Arrivée à son terme depuis 25 mars dernier, la transition est prolongée de plus belle pour deux ans via un décret pris par le président Assimi Goita. Cette décision ne fait pas l’unanimité au sein de la population car certains estiment qu’il est temps de céder le pouvoir au civil.
Le président de la transition le colonel Assimi Goita a officiellement annoncé la prolongation de la transition à travers un décret le lundi 6 juin 2022. Cette décision intervient après un nouvel échec des pourparlers avec la CEDEAO. L’institution sous régionale n’est pas restée silencieuse suite à cette décision qu’elle qualifie d’ « unilatérale » et qui a été prise pendant que les discussions sont en cours pour parvenir à un accord qui permettra au Mali de sortir de son isolement.
En effet, la population malienne a une fois encore été déçue après ce énième sommet de la CEDEAO. Elle voyait déjà une éventuelle levée des sanctions mais grande fut la surprise quand la décision de reprendre les discussions le mois prochain fut annoncée avec comme conséquence la poursuite de l’embargo et les sanctions contre le pays.
Depuis l’embargo imposé par la CEDEAO le 9 janvier, la situation économique du pays a pris un sacré coup. De ce fait, la population malienne avait énormément misé sur ce sommet pour enfin voir le bout du tunnel. C’est dans ce contexte que la prolongation de la transition a été divulguée créant davantage de tension avec la CEDEAO. En prenant cette décision, les autorités de la transition veulent montrer l’attachement de tout le peuple à leur cause. Mais on ne voit que le sommet de l’iceberg car cela ne fait pas l’unanimité. Plusieurs personnes pensent qu’il s’agit d’une confiscation de pouvoir par les militaires.

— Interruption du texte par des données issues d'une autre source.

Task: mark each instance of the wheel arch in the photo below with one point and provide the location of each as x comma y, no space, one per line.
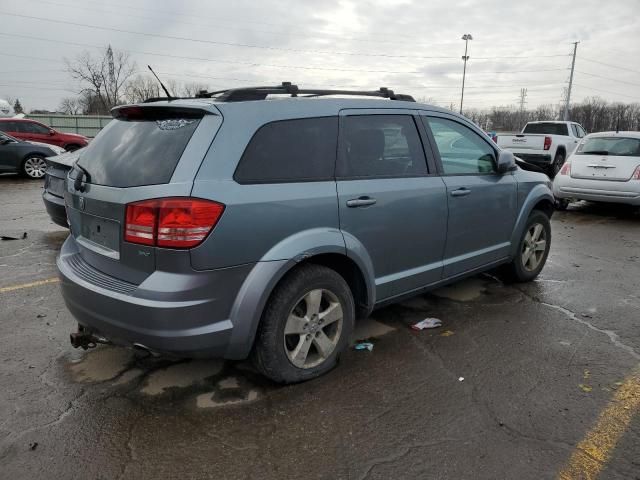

Interrogé sur la question, un ingénieur en informatique qui préfère garder l’anonymat affiche sa crainte pour la démocratie malienne. « Tout ce sacrifice des martyrs n’a plus de sens. Mon pays a carrément basculé dans un régime totalitaire où celui qui détient les armes peut aisément détrôner un président démocratiquement élu. Avec cette multitude de coup d’Etat que nous avons connus, je pense que la démocratie malienne a été enterrée depuis belle lurette. Les hommes en armes ne veulent plus faire ce à quoi ils sont destinés c’est-à-dire protéger les populations et leurs bien. C’est bien dommage de continuer ainsi, il est plus que temps que cette transition prenne fin », peste-t-il.
Même rengaine de la part de BS. « Dans ce pays, les militaires sont devenus accros au pouvoir. Rien de plus normal que le colonel ajoute encore deux ans d’exercices à son pouvoir. Lorsqu’on est entouré de garde du corps avec un salaire qui se compte en millions de francs CFA, sans oublier les tapis rouges, c’est normal que ne veille pas lâcher d’un pouce cette responsabilité. En sa qualité de membre des forces spéciales, je ne vois pas ce qu’il fait dans un palais présidentiel. Sa place se trouve sur les théâtres des opérations, mais hélas », regrette-t-il.
Par contre, c’est le soulagement chez d’autres pour lesquels cette annonce est historique et salvatrice pour le Mali. Souleymane Sangha, habitant de Mopti laisse exploser sa joie. Selon lui, les militaires doivent rester au pouvoir jusqu’à ce que le Mali soit entièrement libéré des groupes terroristes. « Depuis l’arrivée de Assimi Goïta au pouvoir, l’armée malienne a été dotée d’un souffle nouveau. Les conquêtes sont fulgurantes et la sécurité revient peu à peu. Si on poursuit dans cette dynamique, le Mali entier sera libéré en moins de deux ans. De ce fait, les deux ans sont largement justifiés. D’ailleurs, il doit même rester encore pendant un quinquennat. La région de Mopti connaît une certaine accalmie et tout cela grâce aux efforts consentis par notre président », témoigne-il.
Les avis divergent ainsi sur cette question de prolongation de la transition. Quant à la classe politique malienne, elle n’a pas encore émis de communiqué. Les seules personnes qui critiquent le pouvoir sont tous en exil car pour qui connaît la situation politique du Mali, formuler des critiques contre le pouvoir équivaut à une arrestation.